# New FML-type website



## LuckyGirl3513 (Aug 10, 2009)

My newest work day distraction!

share my scandal

I'm still trying to get the nerve up to post something...


----------



## SuSana (Aug 10, 2009)

Wow do those people know how to spell?  Most of them sound made up.


----------



## TISH1124 (Aug 10, 2009)

^SO Agree...somne of that crap can't be true...Like I doubt someone could sneak into my house and screw me and I not know...weird...guess it makes for good reading


----------



## MAC_Whore (Aug 10, 2009)

Tha spellin' iz whuts skandalus on that cite.


----------



## frocher (Aug 10, 2009)

...


----------



## MzzRach (Aug 10, 2009)

Apparently anyone can post whatever, whenever?  Probably why the spelling is so horrific.


----------



## User27 (Aug 10, 2009)

Thank you all for sharing this site because I've got to try to beat Bob Saget now. XD

One time I was on the internet and I chatted with a 59 year old chinese man. He offered to show me his inch long penis. I declined.
Bob Saget, Cali -_ 08/10/2009 2:12 pm_

How the hell am I going to compete with that? Mine of course will be made up but I'm brainstorming. 
	

	
	
		
		

		
			





Edit : I've now impersonated an actor from the 80's but have confessed here on Specktra. That was way easier than I thought but beware of their two security codes being hard to read. 

One time after filming an episode of Full House, Bob Saget and John Stamos wanted to hang out in my dressing room. We got a little drunk and ended up having the time of our lives. Needless to say my girlfriend Alanis Morisette was pissed about the entire thing and scored a number one hit.
Dave Coulier, Los Angeles, CA - 08/10/2009 4:04 pm


----------



## ShesNoGhost (Aug 14, 2009)

Quote:

   Originally Posted by *Casadalinnis* 

 
_ 
One time after filming an episode of Full House, Bob Saget and John Stamos wanted to hang out in my dressing room. We got a little drunk and ended up having the time of our lives. Needless to say my girlfriend Alanis Morisette was pissed about the entire thing and scored a number one hit.
Dave Coulier, Los Angeles, CA - 08/10/2009 4:04 pm_

 





That's so funny! You are my new hero.


----------



## cupcake_x (Aug 19, 2009)

Thanks for posting, it was entertaining. Although most of them made me a little weary. 
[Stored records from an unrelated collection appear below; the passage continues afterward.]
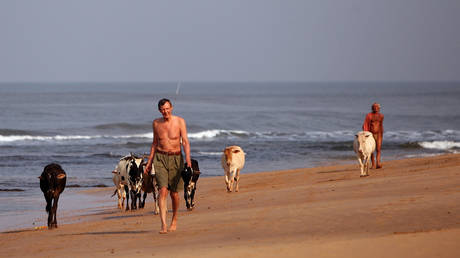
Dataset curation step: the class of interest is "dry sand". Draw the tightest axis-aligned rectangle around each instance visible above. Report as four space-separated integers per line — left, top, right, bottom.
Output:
0 154 460 258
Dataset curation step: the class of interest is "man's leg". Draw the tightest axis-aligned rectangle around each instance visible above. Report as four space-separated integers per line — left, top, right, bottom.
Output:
168 191 179 231
371 152 375 169
158 187 168 234
376 136 383 168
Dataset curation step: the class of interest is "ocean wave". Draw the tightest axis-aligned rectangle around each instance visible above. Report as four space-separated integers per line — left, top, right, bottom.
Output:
0 129 460 145
418 141 460 150
0 133 153 144
0 128 40 136
93 123 151 130
188 129 250 139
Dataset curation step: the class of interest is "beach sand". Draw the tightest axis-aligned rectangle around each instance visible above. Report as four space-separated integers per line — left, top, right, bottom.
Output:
0 154 460 257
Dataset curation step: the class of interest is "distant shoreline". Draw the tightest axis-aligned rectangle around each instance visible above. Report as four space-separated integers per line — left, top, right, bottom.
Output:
0 154 460 257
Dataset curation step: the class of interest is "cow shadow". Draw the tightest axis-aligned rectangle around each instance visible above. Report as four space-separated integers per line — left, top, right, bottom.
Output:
60 230 152 236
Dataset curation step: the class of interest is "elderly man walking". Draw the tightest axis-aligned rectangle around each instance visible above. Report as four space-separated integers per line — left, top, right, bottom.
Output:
144 99 192 234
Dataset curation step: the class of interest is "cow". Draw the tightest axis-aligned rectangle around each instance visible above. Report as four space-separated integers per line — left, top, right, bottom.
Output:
112 154 144 210
139 163 160 215
182 159 201 211
353 131 375 177
221 146 245 192
38 163 67 229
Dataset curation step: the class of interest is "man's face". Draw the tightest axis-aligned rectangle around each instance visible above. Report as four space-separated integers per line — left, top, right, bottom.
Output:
372 104 380 113
159 102 173 119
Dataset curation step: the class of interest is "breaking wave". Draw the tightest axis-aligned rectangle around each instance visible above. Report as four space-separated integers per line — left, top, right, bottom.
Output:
0 129 460 146
418 141 460 150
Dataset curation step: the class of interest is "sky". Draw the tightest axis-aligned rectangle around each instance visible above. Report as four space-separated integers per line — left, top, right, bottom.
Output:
0 0 460 82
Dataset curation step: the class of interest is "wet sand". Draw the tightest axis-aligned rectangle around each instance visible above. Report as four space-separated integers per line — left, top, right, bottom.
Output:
0 154 460 257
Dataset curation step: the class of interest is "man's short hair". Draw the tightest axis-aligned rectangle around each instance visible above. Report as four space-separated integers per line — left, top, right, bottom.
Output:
158 99 172 110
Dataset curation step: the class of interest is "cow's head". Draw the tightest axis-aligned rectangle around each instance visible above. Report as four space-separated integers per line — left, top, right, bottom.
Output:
224 147 241 168
128 157 144 192
355 131 374 153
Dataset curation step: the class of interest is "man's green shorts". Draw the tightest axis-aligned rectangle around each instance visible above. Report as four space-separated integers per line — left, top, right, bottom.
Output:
153 152 184 192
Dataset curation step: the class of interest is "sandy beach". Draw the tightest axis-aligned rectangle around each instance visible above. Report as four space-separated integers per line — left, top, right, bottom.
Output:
0 154 460 257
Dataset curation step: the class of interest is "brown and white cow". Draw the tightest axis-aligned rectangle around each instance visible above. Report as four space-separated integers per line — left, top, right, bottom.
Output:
353 131 375 177
221 145 245 192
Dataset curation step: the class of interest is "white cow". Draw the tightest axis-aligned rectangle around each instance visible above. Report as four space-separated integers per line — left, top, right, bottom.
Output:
221 146 245 192
353 131 375 177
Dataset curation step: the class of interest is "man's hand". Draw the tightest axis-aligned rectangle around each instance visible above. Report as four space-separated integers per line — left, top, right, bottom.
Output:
144 164 152 175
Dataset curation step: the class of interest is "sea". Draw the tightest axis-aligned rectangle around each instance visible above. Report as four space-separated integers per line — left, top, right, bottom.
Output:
0 82 460 231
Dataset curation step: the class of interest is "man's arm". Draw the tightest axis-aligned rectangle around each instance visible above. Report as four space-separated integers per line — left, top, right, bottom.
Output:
144 121 158 174
180 119 192 167
363 114 371 131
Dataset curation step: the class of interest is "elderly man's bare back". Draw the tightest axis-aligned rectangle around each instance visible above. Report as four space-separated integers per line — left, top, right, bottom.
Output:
144 99 192 234
363 103 384 168
153 116 184 152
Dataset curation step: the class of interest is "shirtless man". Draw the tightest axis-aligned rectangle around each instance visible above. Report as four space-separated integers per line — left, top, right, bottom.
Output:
144 99 192 234
363 102 383 168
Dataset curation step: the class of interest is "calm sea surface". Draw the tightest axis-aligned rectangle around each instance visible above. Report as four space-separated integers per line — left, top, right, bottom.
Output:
0 82 460 229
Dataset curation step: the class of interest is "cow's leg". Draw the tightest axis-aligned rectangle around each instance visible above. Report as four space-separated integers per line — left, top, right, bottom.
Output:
229 170 235 192
159 187 168 234
125 185 129 211
131 189 137 210
152 184 160 215
358 157 365 176
190 183 196 209
139 192 147 208
371 152 375 168
235 169 240 192
51 194 59 228
184 186 190 210
364 156 370 176
120 188 126 211
44 193 53 229
225 171 230 192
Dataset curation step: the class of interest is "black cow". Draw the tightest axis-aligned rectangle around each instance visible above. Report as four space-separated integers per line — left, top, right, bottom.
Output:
182 159 201 210
112 154 144 210
38 163 67 229
139 163 160 215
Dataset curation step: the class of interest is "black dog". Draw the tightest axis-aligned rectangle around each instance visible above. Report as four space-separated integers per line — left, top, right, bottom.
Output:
38 163 67 229
182 159 201 210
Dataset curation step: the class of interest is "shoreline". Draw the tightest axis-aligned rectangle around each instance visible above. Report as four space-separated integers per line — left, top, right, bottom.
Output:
0 154 460 257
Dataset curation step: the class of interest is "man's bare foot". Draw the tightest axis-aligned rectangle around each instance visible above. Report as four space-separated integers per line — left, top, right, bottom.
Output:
158 226 168 234
168 223 177 232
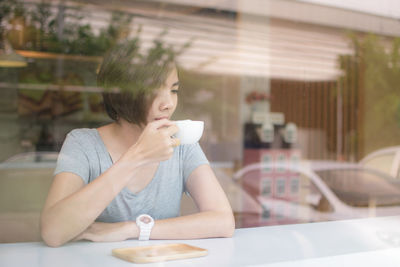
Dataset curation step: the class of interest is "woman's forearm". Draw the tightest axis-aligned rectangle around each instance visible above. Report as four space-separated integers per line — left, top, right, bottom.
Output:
41 162 139 246
75 211 235 242
150 211 235 239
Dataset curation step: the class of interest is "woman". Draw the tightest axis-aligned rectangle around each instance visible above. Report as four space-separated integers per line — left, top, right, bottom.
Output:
41 40 235 247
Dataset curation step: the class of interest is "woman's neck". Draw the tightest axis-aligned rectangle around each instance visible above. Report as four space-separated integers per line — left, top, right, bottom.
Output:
111 119 143 147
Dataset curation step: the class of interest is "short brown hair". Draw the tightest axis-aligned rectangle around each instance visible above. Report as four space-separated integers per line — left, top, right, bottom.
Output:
97 38 175 125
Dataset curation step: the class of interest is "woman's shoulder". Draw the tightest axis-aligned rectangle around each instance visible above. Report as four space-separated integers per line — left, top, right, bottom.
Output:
66 128 99 148
67 128 97 139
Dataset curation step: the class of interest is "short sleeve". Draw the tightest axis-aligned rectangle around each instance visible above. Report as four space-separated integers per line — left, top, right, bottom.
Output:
54 132 90 184
182 143 209 190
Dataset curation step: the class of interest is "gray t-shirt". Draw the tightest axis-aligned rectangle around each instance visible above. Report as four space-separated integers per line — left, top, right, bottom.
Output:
54 129 209 222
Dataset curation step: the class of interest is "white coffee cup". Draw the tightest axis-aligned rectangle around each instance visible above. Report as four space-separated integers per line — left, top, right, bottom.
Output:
174 120 204 145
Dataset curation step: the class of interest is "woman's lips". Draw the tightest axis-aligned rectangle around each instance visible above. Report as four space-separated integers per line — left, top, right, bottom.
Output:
155 116 168 121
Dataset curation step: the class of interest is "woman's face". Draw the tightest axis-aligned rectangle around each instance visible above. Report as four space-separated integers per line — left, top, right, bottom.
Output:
147 68 179 123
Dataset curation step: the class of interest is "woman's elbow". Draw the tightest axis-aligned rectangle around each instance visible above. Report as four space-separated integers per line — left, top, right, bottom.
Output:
40 217 65 248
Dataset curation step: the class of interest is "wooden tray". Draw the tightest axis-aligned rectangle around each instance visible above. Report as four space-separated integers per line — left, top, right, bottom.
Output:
112 244 208 263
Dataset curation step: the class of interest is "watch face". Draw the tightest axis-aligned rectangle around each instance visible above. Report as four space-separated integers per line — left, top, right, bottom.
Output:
140 216 151 224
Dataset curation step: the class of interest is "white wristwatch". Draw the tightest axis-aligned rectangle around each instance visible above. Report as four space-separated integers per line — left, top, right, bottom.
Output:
136 214 154 240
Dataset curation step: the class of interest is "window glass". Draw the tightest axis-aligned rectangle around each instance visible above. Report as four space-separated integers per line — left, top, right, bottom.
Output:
364 153 395 174
0 0 400 242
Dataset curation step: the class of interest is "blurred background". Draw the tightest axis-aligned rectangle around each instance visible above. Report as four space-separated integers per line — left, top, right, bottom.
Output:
0 0 400 242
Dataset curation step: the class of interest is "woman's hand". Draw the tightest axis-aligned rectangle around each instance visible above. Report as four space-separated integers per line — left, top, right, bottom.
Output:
74 222 138 242
121 119 179 168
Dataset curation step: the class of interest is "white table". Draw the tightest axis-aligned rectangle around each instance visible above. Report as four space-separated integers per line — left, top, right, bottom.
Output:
0 216 400 267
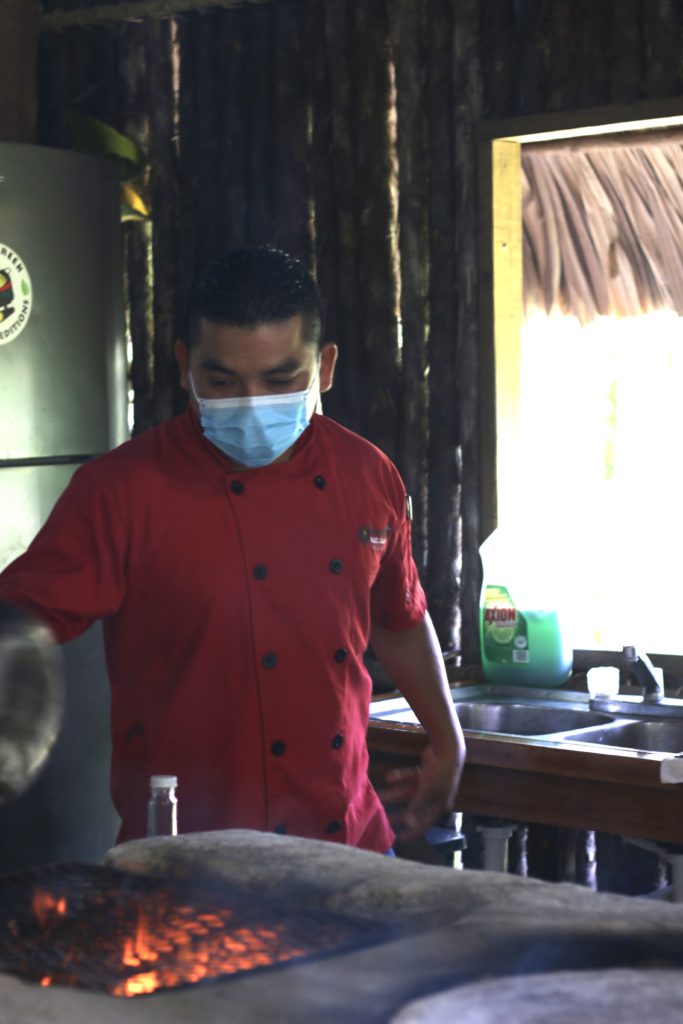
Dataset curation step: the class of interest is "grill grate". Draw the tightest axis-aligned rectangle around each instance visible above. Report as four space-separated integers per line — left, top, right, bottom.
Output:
0 863 389 996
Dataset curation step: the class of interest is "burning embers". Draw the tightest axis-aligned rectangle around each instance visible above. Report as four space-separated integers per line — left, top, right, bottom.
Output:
0 864 387 996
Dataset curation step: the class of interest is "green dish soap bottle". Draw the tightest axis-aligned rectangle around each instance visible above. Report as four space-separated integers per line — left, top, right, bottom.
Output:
479 528 573 688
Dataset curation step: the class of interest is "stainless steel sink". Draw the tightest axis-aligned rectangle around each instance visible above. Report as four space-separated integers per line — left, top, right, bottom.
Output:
566 719 683 754
455 701 613 736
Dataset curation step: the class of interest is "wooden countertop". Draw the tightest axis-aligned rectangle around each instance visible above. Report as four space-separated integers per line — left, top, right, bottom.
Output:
368 692 683 852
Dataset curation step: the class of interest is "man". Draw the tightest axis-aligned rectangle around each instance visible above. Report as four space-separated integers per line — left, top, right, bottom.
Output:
0 248 464 852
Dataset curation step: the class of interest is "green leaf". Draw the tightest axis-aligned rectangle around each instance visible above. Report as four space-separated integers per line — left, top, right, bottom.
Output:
121 183 150 220
66 111 142 180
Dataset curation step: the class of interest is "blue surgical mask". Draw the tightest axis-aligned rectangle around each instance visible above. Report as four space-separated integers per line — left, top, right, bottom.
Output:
189 374 318 468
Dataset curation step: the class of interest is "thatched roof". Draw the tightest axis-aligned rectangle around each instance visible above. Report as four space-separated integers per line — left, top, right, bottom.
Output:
522 132 683 324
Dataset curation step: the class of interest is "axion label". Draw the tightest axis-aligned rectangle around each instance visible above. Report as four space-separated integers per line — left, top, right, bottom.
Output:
0 242 33 345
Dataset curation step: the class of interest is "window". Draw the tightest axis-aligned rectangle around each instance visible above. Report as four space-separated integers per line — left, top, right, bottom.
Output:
482 101 683 655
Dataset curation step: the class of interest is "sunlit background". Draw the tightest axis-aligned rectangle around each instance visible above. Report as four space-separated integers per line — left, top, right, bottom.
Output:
516 310 683 653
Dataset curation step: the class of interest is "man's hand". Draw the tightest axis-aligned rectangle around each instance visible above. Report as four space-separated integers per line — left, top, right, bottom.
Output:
372 615 465 841
378 746 463 842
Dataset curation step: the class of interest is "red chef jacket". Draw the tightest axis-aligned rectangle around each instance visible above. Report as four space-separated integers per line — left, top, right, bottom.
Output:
0 407 426 851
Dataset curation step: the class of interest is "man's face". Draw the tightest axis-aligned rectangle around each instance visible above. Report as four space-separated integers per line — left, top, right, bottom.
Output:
175 315 337 412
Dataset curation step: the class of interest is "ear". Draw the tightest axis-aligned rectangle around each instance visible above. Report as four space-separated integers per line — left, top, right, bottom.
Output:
321 341 339 394
173 341 189 391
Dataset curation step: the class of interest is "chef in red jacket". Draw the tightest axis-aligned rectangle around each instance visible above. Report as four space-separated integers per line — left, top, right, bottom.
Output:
0 247 465 852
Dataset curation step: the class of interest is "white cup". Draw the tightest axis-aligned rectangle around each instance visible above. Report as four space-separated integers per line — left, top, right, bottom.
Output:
586 665 618 697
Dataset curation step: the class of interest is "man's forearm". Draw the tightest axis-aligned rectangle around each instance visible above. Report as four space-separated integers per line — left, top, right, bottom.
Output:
371 614 465 760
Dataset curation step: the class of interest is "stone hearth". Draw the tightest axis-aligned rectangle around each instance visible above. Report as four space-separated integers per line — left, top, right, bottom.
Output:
0 831 683 1024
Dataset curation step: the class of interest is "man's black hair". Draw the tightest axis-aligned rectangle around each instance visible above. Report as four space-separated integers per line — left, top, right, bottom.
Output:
185 246 323 348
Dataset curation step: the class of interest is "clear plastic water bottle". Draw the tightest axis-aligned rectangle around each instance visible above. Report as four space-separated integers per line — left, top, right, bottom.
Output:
147 775 178 836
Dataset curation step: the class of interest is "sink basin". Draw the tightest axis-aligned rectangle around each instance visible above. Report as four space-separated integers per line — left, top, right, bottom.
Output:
567 720 683 754
455 701 613 736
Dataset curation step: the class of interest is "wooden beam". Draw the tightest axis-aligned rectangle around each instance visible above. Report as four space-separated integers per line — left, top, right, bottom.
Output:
0 0 40 142
40 0 273 30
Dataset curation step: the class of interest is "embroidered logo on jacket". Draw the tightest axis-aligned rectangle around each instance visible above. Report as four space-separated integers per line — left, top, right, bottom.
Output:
358 526 391 551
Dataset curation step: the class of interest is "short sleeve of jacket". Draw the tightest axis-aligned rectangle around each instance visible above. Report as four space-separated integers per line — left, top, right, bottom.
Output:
0 465 125 642
371 463 427 632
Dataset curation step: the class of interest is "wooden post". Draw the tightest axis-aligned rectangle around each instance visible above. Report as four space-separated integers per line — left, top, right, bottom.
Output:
0 0 39 142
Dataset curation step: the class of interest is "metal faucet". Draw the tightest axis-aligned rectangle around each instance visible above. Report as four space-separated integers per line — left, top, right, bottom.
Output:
623 645 664 703
589 646 667 718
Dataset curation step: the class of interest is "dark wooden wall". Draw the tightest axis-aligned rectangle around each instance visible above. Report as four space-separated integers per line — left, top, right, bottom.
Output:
39 0 683 664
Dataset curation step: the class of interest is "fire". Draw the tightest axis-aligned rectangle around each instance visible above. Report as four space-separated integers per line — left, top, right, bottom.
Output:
112 906 304 996
15 877 360 999
33 889 67 928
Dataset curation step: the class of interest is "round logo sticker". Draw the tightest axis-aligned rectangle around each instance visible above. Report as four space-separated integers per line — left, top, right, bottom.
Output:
0 242 33 345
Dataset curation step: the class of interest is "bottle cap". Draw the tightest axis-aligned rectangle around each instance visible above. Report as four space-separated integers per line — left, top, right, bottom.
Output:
150 775 178 790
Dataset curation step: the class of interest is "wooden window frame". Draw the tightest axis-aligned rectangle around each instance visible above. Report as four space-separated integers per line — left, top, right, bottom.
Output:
477 96 683 682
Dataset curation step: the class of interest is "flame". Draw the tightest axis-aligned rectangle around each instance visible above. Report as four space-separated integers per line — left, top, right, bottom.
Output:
112 906 303 996
33 889 67 928
24 888 344 997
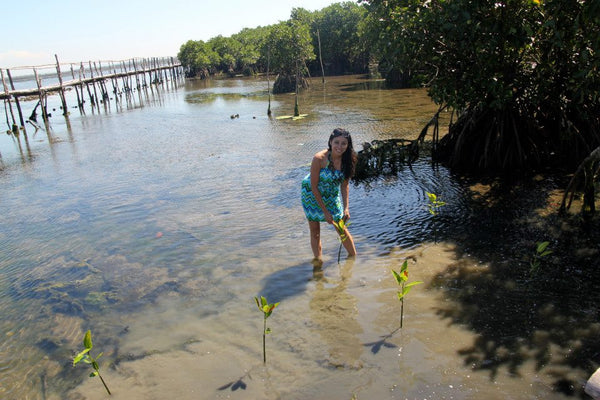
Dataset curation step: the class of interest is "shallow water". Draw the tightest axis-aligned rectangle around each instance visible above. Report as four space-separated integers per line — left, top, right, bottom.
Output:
0 77 592 399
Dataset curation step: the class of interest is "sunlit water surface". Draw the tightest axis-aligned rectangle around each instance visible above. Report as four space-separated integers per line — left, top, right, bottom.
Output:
0 77 580 399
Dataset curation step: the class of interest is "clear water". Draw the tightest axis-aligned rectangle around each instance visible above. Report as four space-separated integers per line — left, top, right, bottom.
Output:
0 77 584 399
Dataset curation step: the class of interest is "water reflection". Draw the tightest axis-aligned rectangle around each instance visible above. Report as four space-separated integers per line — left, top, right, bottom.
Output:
0 77 595 398
309 258 363 369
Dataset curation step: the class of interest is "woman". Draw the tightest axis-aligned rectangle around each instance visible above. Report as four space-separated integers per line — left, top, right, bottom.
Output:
302 128 356 266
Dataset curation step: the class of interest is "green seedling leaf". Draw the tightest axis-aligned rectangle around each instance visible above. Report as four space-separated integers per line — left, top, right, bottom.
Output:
254 296 279 364
73 349 90 366
83 329 92 350
537 242 550 253
73 330 111 395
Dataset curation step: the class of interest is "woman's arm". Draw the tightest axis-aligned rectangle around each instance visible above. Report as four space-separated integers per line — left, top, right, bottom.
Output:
340 179 350 220
310 153 333 224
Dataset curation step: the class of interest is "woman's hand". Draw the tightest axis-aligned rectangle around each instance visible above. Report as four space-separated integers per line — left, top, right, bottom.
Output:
323 210 333 224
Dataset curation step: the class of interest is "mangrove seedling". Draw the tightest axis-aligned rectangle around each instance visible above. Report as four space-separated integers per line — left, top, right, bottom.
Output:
254 296 279 364
425 192 446 243
73 329 112 395
529 242 552 274
333 218 350 264
425 192 446 216
392 260 423 328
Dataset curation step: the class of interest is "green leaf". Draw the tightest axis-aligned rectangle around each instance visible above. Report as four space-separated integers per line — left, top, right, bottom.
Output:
537 242 550 253
73 349 90 366
392 270 402 285
83 329 92 349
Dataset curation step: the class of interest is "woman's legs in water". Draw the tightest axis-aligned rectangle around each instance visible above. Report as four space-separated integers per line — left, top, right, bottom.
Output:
308 221 323 261
308 221 356 262
336 227 356 257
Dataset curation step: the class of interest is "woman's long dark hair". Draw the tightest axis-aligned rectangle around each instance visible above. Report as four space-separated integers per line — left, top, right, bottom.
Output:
327 128 358 179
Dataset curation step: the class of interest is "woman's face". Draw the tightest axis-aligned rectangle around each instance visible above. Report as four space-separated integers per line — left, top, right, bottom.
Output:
331 136 348 156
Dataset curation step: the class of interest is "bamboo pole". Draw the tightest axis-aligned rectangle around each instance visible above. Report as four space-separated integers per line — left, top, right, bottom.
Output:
6 69 25 129
71 64 83 111
79 63 96 110
54 54 69 115
0 69 18 126
317 29 325 83
33 68 48 121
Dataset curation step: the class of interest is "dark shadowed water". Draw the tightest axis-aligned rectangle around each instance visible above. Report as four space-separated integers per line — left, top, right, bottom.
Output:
0 77 585 399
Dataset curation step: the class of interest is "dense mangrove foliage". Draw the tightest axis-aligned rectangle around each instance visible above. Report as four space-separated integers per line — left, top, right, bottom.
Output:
366 0 600 172
178 2 368 87
179 0 600 178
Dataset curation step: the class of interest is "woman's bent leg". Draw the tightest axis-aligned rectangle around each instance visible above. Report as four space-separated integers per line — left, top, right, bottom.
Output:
342 228 356 257
308 221 323 261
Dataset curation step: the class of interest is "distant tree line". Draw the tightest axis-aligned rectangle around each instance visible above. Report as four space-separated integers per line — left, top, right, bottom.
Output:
178 0 600 178
178 2 369 91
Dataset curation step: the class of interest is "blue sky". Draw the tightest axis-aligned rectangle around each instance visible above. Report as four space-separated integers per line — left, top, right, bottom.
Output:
0 0 340 68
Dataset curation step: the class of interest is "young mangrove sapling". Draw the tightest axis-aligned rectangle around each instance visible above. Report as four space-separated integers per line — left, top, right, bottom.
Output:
392 260 423 328
254 296 279 364
73 329 112 395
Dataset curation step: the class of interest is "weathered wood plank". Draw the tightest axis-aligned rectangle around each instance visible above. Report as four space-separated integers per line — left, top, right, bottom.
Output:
585 368 600 400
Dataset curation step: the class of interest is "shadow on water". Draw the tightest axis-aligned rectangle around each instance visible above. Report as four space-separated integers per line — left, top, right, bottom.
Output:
259 262 314 303
422 173 600 396
355 138 600 396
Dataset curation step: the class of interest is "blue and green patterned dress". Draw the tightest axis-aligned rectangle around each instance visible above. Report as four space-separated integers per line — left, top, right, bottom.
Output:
302 168 344 222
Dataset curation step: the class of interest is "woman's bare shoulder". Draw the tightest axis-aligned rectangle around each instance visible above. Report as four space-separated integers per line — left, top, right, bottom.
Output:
313 150 328 164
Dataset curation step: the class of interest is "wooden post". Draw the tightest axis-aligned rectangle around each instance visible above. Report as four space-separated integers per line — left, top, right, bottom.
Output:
71 64 83 111
33 68 48 122
6 69 25 129
0 69 17 126
317 29 325 83
585 368 600 400
54 54 69 115
133 59 140 90
88 61 100 110
79 63 96 110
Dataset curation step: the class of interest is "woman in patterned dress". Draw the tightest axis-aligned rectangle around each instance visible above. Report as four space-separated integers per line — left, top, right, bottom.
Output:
302 128 357 266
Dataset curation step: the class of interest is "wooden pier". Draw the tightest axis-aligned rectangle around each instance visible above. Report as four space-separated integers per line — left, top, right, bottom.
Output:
0 55 183 133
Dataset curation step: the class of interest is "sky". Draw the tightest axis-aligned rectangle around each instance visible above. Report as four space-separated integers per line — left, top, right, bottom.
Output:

"i becames friend with this girl she was real cool and i started like her friend whos a guy so me and him started going out and sexing next thing you know and me the girl hooked up and started sexing lol playa playa and the guy still doesnt know i was doing his bestfriend whos a girl lol "

Oy vey.


----------



## LuckyGirl3513 (Aug 20, 2009)

Are yall still checking this? These people are SO ridiculous.. Haha but sooo entertaining...The spelling seems to have gotten a little better too...


----------